Is that because she's ended up in a healthy romantic relationship with Travis Kelce, the NFL star whom she's engaged to marry? One hates to indulge hoary ideas about happiness being bad for songwriters. Yet there's no denying that Swift's lyrics about love here lack the kind of depth she's mined in tunes thought to have been inspired by the dastardly likes of John Mayer and Matty Healy.
"Please, God, bring me a best friend who I think is hot," she sings, somehow, in the electro-trappy "Wish List," which recounts all the hoping and dreaming she did before she finally met Mr. Right; "Wood," a kind of kiddie-disco number that sounds like Martin was aiming it for the "Trolls" movie franchise, exults in the erotic thrill of a guy brandishing "new heights of manhood." (In case you missed it, I'm sorry to say that's a reference to Kelce's podcast, on which Swift recently appeared and dropped a bar about her fiancé — "He may not have read 'Hamlet,' but I explained it to him" — that she really should have saved for "The Fate of Ophelia.")
Elsewhere, she makes familiar complaints about the punishing experience of celebrity, as in "Elizabeth Taylor" — "Oftentimes, it doesn't feel so glamorous to be me" — and "Cancelled!," which feels like a goth-Nirvana redo of "Look What You Made Me Do," from 2017's genuinely startling "Reputation."
And then there's the acidic "Actually Romantic," which seems to be a response to Charli XCX's "Sympathy Is a Knife," in which Charli expressed her anxieties about being compared to Taylor in a zero-sum pop scene; Swift gets off some funny lines about chihuahuas and cocaine but totally forgoes the sense of empathy that made her such an icon to every pop songwriter who's come up behind her.
What's good on "Showgirl"? "Opalite" is a gorgeous soft-rock tune about overcoming old instincts — "I had a bad habit of missing lovers past/ My brother used to call it 'eating out of the trash'" — while "Ruin the Friendship" looks back at a shoulda-woulda high-school dalliance with the pin-prick precision that Swift has always mustered when writing about her adolescence.
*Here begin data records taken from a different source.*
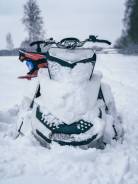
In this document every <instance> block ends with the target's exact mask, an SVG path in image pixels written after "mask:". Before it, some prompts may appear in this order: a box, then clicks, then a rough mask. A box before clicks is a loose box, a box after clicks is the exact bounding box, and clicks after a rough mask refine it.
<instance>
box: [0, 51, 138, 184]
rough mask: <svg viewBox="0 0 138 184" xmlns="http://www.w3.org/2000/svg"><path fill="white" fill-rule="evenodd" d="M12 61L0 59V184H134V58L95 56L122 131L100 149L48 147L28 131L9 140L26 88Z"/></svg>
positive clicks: (21, 63) (17, 69)
mask: <svg viewBox="0 0 138 184" xmlns="http://www.w3.org/2000/svg"><path fill="white" fill-rule="evenodd" d="M17 60H18V59H17V57H0V64H1V67H0V74H1V76H0V84H1V85H0V184H17V183H18V184H24V183H26V184H31V183H33V184H36V183H41V184H44V183H50V184H54V183H57V184H58V183H59V184H62V183H64V184H76V183H78V184H137V183H138V141H137V140H138V126H137V124H138V58H137V57H136V56H135V57H134V56H133V57H132V56H129V57H128V56H122V55H114V54H112V55H99V60H98V61H97V65H96V69H98V70H101V71H102V72H103V75H104V78H103V80H105V81H106V82H107V83H109V84H110V85H111V86H112V92H113V94H114V97H115V102H116V105H117V109H118V111H119V113H120V115H121V117H122V121H123V124H124V130H125V136H124V142H123V144H121V143H119V142H117V143H116V142H113V143H112V144H111V145H108V146H107V147H106V148H105V149H104V150H96V149H89V150H81V149H79V148H77V149H74V148H72V147H60V146H58V145H56V144H54V145H52V149H51V150H48V149H45V148H44V147H41V146H40V145H39V143H37V142H36V140H35V139H34V138H33V137H32V136H31V135H28V136H27V137H20V138H18V139H16V140H14V139H13V136H12V135H13V132H14V129H15V123H16V118H17V113H18V106H19V104H20V102H21V99H22V97H23V95H25V93H26V92H27V91H28V88H29V87H30V86H31V82H30V81H25V80H19V79H17V76H18V75H21V74H24V73H25V72H26V69H25V67H24V65H23V64H22V63H20V62H18V61H17ZM25 91H26V92H25Z"/></svg>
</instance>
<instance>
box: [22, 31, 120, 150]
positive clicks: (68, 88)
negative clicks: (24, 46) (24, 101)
mask: <svg viewBox="0 0 138 184" xmlns="http://www.w3.org/2000/svg"><path fill="white" fill-rule="evenodd" d="M86 42H94V43H96V42H99V43H106V44H109V45H110V44H111V43H110V42H109V41H107V40H99V39H97V38H96V37H95V36H93V35H92V36H89V38H88V39H86V40H84V41H80V40H79V39H77V38H65V39H63V40H61V41H60V42H55V41H54V40H50V41H46V42H45V46H48V47H49V50H48V51H47V52H46V53H42V55H45V56H46V59H47V62H48V68H42V69H40V70H39V72H38V79H39V83H40V92H41V96H40V97H38V98H34V99H33V102H34V103H33V108H32V113H31V120H30V121H31V127H32V133H33V135H34V136H35V137H36V138H37V140H39V141H40V142H41V143H42V144H43V145H46V146H47V147H50V144H51V143H52V142H57V143H59V144H60V145H69V146H80V147H96V148H104V146H105V145H106V144H108V143H111V141H112V140H113V139H115V140H118V139H120V138H121V136H122V132H123V129H122V124H121V122H120V121H119V118H118V115H117V112H116V107H115V103H114V98H113V95H112V93H111V90H110V87H109V86H108V84H105V83H102V82H101V79H102V74H101V73H100V72H94V67H95V63H96V53H95V51H94V50H93V49H92V48H87V47H83V46H84V45H85V43H86ZM39 54H40V52H39ZM22 123H23V122H22ZM24 123H25V122H24ZM27 123H29V122H28V121H27ZM21 127H22V126H20V129H21Z"/></svg>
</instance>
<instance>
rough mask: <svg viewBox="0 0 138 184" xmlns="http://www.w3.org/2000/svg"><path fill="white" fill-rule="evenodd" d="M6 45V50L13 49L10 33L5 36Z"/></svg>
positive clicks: (10, 34)
mask: <svg viewBox="0 0 138 184" xmlns="http://www.w3.org/2000/svg"><path fill="white" fill-rule="evenodd" d="M6 43H7V49H8V50H12V49H13V48H14V44H13V40H12V36H11V33H8V34H7V35H6Z"/></svg>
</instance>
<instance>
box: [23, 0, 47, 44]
mask: <svg viewBox="0 0 138 184" xmlns="http://www.w3.org/2000/svg"><path fill="white" fill-rule="evenodd" d="M40 14H41V11H40V9H39V6H38V4H37V2H36V0H28V1H27V3H26V4H25V5H24V16H23V19H22V22H23V24H24V25H25V28H26V30H27V32H28V38H27V40H28V42H32V41H37V40H40V39H44V31H43V19H42V17H41V15H40Z"/></svg>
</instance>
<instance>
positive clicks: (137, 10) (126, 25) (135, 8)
mask: <svg viewBox="0 0 138 184" xmlns="http://www.w3.org/2000/svg"><path fill="white" fill-rule="evenodd" d="M123 22H124V29H123V31H122V35H121V37H120V38H119V39H118V40H117V42H116V45H117V46H118V47H121V48H124V47H130V46H131V47H137V45H138V0H127V1H126V10H125V16H124V20H123Z"/></svg>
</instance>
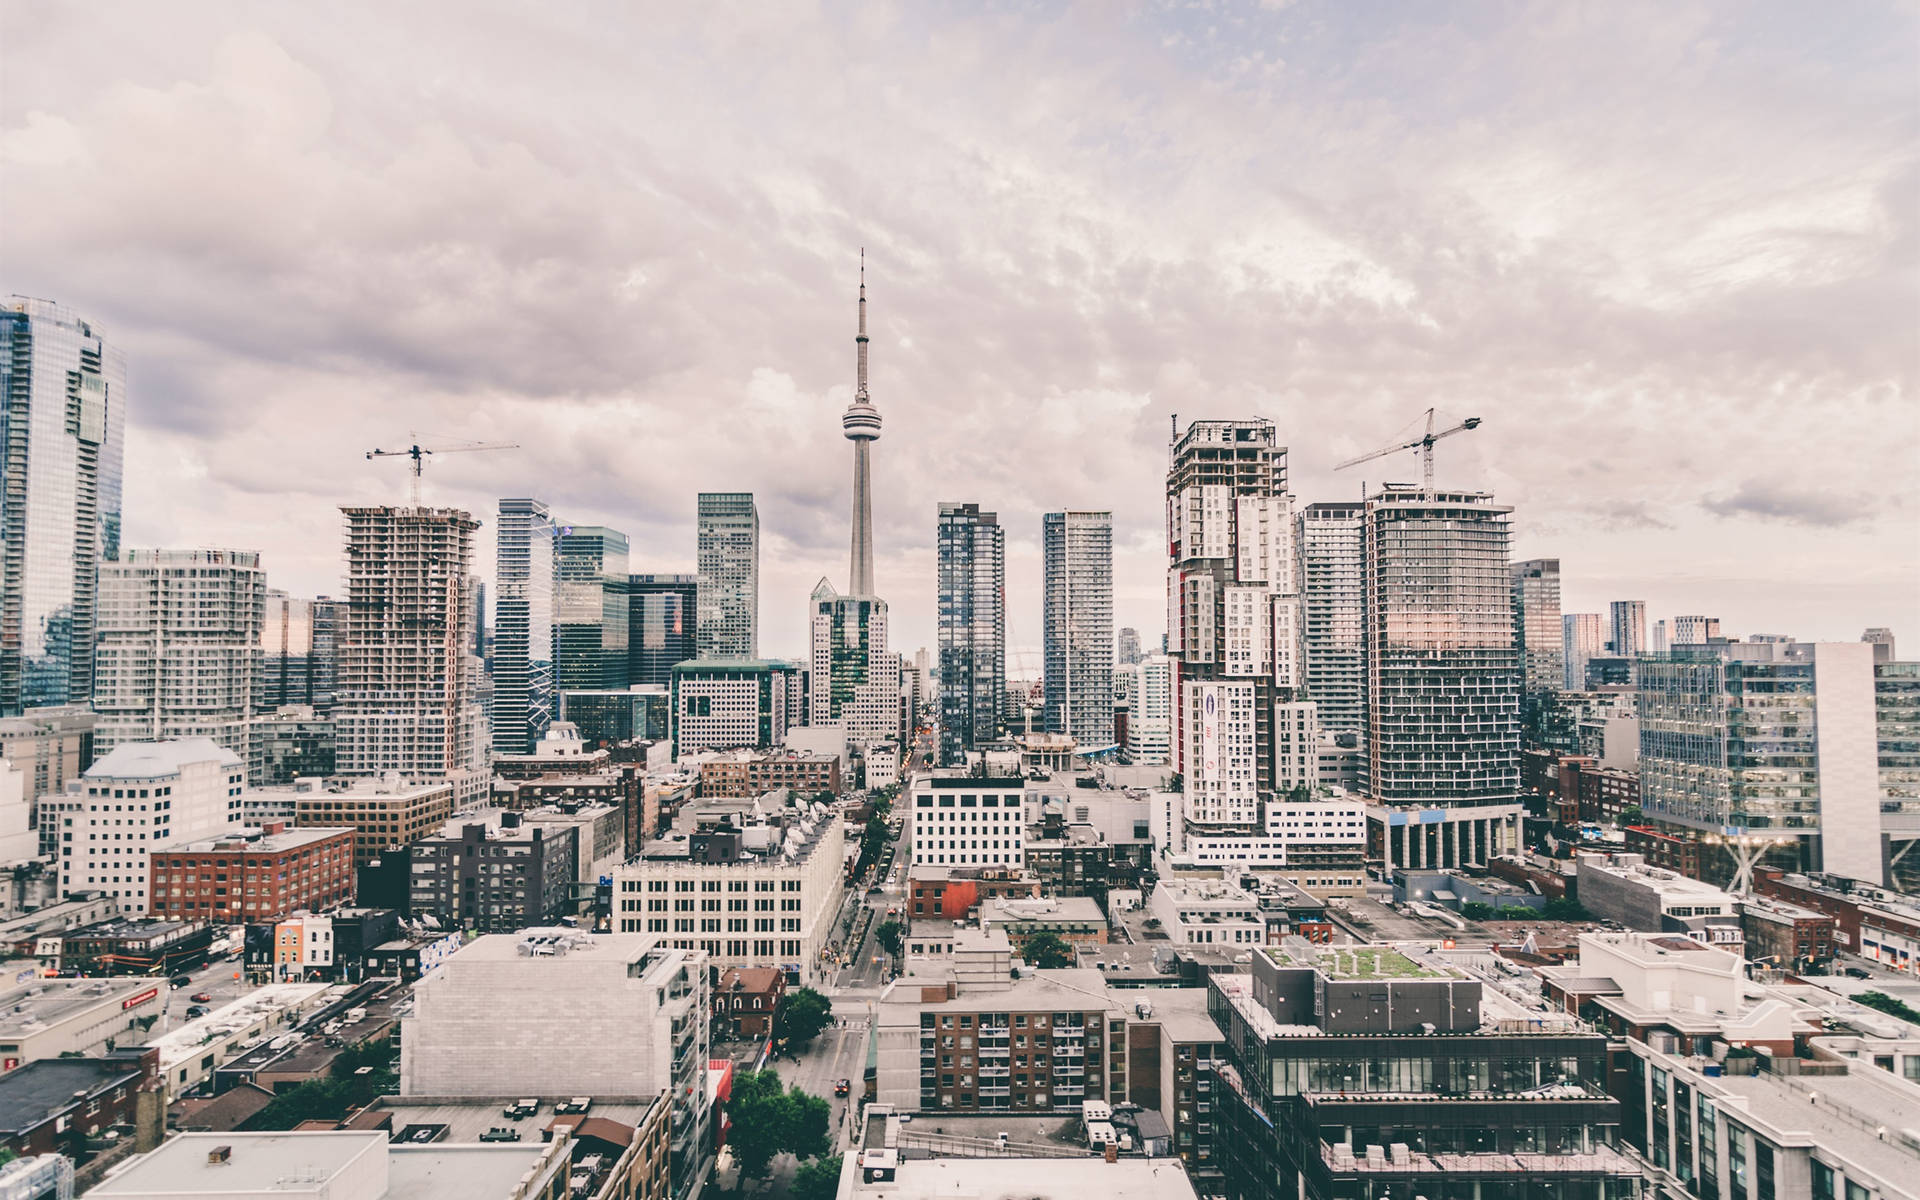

Both songs ride coolly laidback Fleetwood Mac-style grooves that feel new for Martin and Shellback, who throughout the album rely more than you'd expect on live instrumentation. (Hang with "Wish List," if you can, for a killer bass line that shows up in the second verse.)
Swift sings more than once about legacy and inheritance on this album: "Father Figure," which interpolates George Michael's late-'80s classic of the same name, is narrated by a mentor who's betrayed by his protege; the Broadway-ish title track, which closes the album with a feature from Sabrina Carpenter, tracks the aspirations of a showbiz hopeful from fresh-faced naivete to all-knowing cynicism.
Maybe those songs are Swift's way of telling us that she knows "The Life of a Showgirl" isn't as sharp as it could've been. We'll see if it's as tidy as it needed to be.